Selon les National Institutes of Health des États-Unis, les personnes de plus de 50 ans ont besoin d'environ 1 000 à 1 200 mg de calcium par jour. Cependant, de nombreuses personnes se concentrent uniquement sur la prise de suppléments sans tenir compte de leur régime alimentaire et de leur capacité d'absorption.

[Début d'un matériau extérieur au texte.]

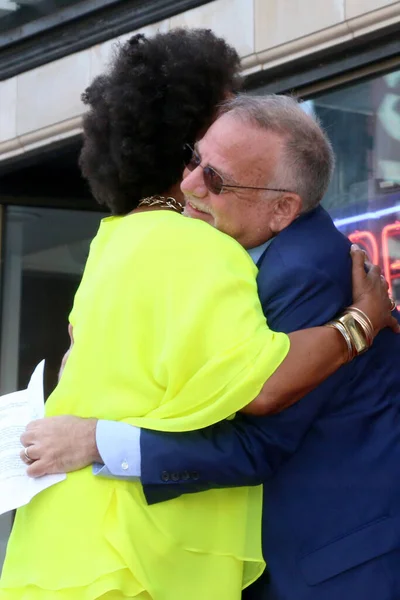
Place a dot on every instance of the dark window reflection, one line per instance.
(45, 254)
(363, 123)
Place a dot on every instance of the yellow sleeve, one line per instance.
(200, 294)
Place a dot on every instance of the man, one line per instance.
(329, 464)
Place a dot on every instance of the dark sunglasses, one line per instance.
(212, 179)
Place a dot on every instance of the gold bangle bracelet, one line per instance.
(355, 332)
(363, 321)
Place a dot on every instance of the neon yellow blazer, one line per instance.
(169, 335)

Les experts recommandent aux personnes âgées de privilégier la supplémentation en calcium provenant d'aliments naturels tels que le lait faible en matières grasses, le petit poisson contenant des os, le tofu, les légumes-feuilles vert foncé ou les amandes. Le calcium provenant des aliments est généralement absorbé de manière plus stable et provoque moins d'effets secondaires que l'abus de compléments alimentaires.
De plus, la vitamine D joue un rôle très important dans l'absorption du calcium. En cas de carence en vitamine D, il est difficile pour le corps d'introduire du calcium dans les os même en supplémentant suffisamment la quantité nécessaire. Les personnes âgées doivent maintenir un exercice léger à l'extérieur le matin pour que le corps synthétise naturellement la vitamine D.
Les experts notent également qu'il ne faut pas boire trop de calcium en une seule fois. L'organisme absorbe le mieux lorsqu'il ajoute environ 500 mg/séance. L'abus de calcium peut augmenter le risque de calculs rénaux, de constipation ou de calcification des vaisseaux sanguins.
Outre le régime alimentaire, les personnes âgées doivent maintenir des exercices appropriés tels que la marche, le yoga ou des exercices légers pour soutenir la protection des os et des articulations. Si vous avez une maladie sous-jacente ou si vous prenez des médicaments pour un traitement de longue durée, vous devriez consulter votre médecin avant de prendre des suppléments de calcium régulièrement.